Mantenere l’umiltà – che non significa ritenersi il peggiore di tutti gli arbitri del mondo, ma riconoscere di
avere sempre la necessità di imparare – è un esercizio difficile ma necessario. Richiede una certa vigilanza,
una certa attenzione, ai propri pensieri e alle proprie azioni. Dopo una partita eccellente o una stagione
prodigiosa è sempre bene sofrzarsi per rimanere con i piedi per terra.
È necessario capire che fare una critica significa sempre avere cura, esprimere l’interesse per il bene di un
altro. In quest’ottica devono essere visti sia i rilievi degli osservatori, sia i richiami dell’Organo Tecnico e del
Presidente. Poi, certo, vanno sempre ben interpretati e ben applicati, ma devono sempre essere accettati.
Questo, poi, vale anche nell’amicizia: avere cura di un amico significa anche richiamarlo se i suoi
comportamenti non stanno facendo il suo bene. Bisognerà certamente scegliere i tempi giusti, i modi, le
parole, ma tacere volontariamente significherebbe essere suo complice, cioè fargli del male. Ugualmente,
bisogna essere capaci di accogliere i consigli degli amici, senza rifiutarli a prescindere.

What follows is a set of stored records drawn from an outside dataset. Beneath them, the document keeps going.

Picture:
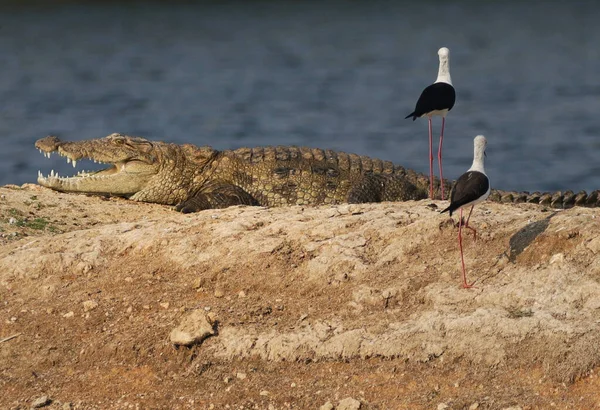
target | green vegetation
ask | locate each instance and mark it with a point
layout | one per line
(517, 313)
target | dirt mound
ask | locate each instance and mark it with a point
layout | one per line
(339, 304)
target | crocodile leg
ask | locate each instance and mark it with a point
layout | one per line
(217, 196)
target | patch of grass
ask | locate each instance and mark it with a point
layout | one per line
(517, 313)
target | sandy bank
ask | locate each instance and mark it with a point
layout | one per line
(309, 305)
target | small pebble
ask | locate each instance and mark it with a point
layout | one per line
(89, 305)
(348, 403)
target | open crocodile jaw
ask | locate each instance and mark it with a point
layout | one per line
(114, 180)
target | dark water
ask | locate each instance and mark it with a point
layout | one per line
(339, 75)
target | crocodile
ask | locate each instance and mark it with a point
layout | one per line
(195, 178)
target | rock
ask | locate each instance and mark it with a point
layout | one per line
(193, 329)
(89, 305)
(42, 401)
(557, 258)
(348, 404)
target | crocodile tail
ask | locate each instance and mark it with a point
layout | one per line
(560, 200)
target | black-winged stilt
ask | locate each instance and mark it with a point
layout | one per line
(436, 99)
(470, 188)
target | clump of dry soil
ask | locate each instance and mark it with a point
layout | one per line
(326, 306)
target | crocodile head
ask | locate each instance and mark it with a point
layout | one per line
(133, 162)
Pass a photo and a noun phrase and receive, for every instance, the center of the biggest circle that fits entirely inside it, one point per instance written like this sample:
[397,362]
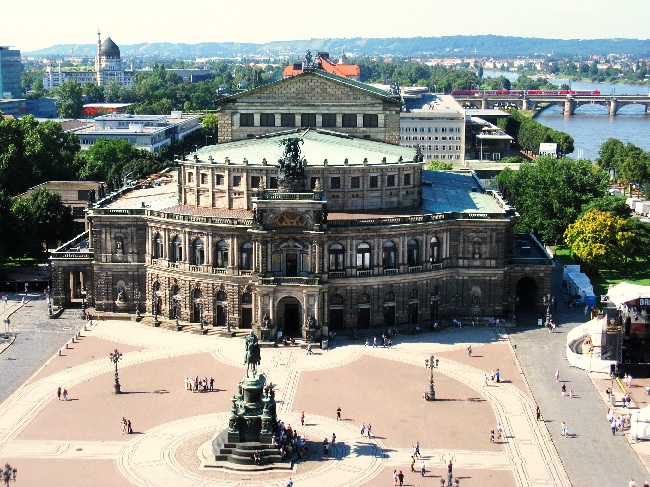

Nella scorsa riflessione abbiamo parlato delle tre azioni principali dell’arbitraggio – osservare, decidere,
agire – proponendoci di applicarle alla vita quotidiana. Per poter vedere in modo giusto noi stessi e quell o
che ci succede, è necessario avere la giusta prospettiva di se stessi, non credersi sempre i migliori, quelli
che hanno sempre ragione.
La storia di Gesù ci insegna l’esatto contrario del narcisismo: Dio non ha deciso di rimanere in cielo beato in
se stesso, ma ha liberamente deciso di uscire, di venire sulla Terra, per servire l’Uomo che era triste a causa
dei suoi errori. Ciò che ci rende davvero felice è saperci a servizio degli altri.
La vita cresce quando la si spende. Se la conserviamo solo per noi stessi, la si soffoca.